MARC-145 cells were transfected with variants of GP5–HA or with empty plasmid (Ø), subsequently lysed and assessed by SDS-PAGE and Western blot (anti-HA tag) before (A) and after (B) PNGase F digestion to remove glycans. wt: GP5–HA wildtype; uncl.: Signal peptide (SP) cleavage completely blocked by mutation A26F, A29Y, A31F; cl.1: SP cleavage possible at site 1 (A26|V27) only (mutation A29S, A31Y); cl.2: SP cleavage at site 2 (A31|S32) only (mutation A26F, A29S). Black arrow: GP5–HA with cleaved SP, carrying three glycans, and/or GP5–HA comprising SP and two glycans; black arrow with plus sign: GP5–HA, SP cleaved, four glycans; white arrow: GP5–HA unprocessed/deglycosylated and containing the SP; grey and black arrowhead: GP5–HA with SP cleavage at site 1 or 2, respectively. (C), limited PNGase F digestion of GP5–HA uncl., performed and labeled as in Fig. 4. The protein carries two glycans.
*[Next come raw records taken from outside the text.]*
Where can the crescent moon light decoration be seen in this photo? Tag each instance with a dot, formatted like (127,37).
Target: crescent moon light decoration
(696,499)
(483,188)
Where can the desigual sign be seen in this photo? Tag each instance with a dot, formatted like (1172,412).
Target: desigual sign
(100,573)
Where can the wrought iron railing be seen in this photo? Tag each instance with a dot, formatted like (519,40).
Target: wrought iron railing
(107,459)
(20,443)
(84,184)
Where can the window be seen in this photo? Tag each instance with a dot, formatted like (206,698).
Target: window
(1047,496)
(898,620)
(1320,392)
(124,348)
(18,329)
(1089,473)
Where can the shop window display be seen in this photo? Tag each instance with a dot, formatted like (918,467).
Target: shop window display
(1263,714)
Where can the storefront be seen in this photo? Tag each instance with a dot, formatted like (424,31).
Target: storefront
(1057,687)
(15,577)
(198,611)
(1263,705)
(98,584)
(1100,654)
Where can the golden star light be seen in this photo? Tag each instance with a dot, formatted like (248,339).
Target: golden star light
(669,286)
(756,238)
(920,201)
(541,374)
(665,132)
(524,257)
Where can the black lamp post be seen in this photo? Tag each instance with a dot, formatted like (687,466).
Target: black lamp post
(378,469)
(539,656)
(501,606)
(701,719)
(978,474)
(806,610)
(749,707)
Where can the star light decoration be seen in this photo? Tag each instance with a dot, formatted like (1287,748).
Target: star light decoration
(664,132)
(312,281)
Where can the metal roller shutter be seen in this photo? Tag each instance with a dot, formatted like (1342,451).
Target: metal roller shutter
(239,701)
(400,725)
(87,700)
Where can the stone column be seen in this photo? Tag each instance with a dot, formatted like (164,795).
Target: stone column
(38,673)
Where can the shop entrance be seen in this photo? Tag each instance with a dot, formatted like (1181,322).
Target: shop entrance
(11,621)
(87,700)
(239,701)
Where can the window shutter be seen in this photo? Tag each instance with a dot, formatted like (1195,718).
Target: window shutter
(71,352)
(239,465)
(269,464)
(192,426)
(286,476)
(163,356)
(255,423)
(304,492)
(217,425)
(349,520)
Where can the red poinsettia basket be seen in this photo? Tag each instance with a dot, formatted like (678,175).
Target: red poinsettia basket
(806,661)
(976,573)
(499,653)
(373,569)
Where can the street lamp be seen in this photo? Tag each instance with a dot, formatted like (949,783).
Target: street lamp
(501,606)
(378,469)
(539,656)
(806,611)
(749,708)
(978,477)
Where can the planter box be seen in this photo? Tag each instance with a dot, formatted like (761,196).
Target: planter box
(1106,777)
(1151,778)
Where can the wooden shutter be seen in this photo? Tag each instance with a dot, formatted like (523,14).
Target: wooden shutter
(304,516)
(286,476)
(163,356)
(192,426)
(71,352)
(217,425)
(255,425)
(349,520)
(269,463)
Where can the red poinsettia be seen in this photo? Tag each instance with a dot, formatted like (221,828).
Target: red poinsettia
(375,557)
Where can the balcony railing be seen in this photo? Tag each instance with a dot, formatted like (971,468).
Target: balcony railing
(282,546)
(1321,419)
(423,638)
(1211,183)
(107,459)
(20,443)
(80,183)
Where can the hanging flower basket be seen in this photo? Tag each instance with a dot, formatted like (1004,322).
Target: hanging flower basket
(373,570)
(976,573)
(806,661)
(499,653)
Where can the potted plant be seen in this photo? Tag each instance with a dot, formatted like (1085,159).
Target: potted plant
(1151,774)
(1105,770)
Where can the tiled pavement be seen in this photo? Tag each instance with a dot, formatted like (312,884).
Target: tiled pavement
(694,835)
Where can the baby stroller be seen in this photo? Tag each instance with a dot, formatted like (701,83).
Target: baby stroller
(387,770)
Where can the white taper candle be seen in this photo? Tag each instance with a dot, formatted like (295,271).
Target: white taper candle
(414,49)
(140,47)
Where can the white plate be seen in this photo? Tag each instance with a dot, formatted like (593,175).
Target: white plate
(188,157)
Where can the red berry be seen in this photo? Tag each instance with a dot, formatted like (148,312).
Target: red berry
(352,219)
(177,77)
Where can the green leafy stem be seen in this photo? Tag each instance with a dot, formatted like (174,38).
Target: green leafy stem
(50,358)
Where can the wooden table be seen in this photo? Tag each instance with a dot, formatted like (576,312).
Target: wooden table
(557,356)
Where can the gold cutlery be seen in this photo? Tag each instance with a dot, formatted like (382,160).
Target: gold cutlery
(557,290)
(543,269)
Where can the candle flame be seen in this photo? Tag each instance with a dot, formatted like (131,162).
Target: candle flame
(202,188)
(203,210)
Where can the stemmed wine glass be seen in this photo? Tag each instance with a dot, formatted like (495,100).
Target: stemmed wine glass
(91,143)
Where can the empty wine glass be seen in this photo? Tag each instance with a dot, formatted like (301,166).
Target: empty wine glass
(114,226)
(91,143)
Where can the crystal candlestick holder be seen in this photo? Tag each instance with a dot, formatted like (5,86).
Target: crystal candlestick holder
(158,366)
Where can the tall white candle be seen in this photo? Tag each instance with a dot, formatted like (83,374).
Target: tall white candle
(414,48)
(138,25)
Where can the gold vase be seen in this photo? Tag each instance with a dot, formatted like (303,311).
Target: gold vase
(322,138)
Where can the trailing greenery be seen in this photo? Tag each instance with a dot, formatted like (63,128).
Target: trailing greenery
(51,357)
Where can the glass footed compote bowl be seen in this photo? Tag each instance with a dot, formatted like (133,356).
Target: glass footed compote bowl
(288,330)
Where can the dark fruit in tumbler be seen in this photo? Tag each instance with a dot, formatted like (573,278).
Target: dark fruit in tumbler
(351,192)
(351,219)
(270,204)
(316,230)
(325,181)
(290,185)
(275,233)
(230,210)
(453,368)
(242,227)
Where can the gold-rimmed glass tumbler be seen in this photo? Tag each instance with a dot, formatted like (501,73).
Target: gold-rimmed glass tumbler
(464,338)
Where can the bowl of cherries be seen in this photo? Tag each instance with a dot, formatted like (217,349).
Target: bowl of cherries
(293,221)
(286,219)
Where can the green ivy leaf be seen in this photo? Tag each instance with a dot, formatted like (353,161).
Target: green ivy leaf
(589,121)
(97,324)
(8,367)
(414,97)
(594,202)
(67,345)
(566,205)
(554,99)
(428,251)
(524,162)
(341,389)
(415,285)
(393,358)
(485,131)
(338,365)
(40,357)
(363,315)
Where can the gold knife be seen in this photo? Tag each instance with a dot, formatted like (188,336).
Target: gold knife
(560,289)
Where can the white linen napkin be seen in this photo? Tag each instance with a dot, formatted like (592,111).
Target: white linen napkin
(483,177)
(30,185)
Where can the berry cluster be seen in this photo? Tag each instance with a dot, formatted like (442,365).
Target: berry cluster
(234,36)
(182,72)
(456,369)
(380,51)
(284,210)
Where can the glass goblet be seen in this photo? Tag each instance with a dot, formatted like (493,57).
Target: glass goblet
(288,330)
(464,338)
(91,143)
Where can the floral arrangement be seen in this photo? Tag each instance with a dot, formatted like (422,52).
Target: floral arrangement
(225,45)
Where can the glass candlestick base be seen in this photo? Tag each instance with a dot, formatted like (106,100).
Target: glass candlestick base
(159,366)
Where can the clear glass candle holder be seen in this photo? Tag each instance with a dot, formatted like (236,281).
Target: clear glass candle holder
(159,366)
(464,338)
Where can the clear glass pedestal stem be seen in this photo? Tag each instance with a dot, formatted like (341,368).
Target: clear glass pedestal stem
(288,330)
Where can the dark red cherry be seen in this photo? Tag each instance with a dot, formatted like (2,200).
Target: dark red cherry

Figure 9. Conclusion – Major fraction of GP5 from PRRSV type 2 does not contain the “decoy epitope”.

Schematic representation of GP5 fractions as evidenced in this study. The signal peptide of GP5 is predominantly cleaved at site 2 (A26|V27; black arrow), but is also cleaved in minor quantities at site 1 (A26|V27, thin grey arrow). The “decoy epitope” (magenta) is preserved only in GP5 cleaved at site 1. The neutralizing epitope (green) is present in either case. Heterogeneity occurs also at non-conserved glycosylation sites (red). The fraction of GP5 with the “decoy epitope” contains carbohydrates at either both N30 and N33, or only at N33 or none of these sites. A subfraction of site 2-cleaved GP5 does not contain a carbohydrate at N33. Conserved glycosylation sites are in brown.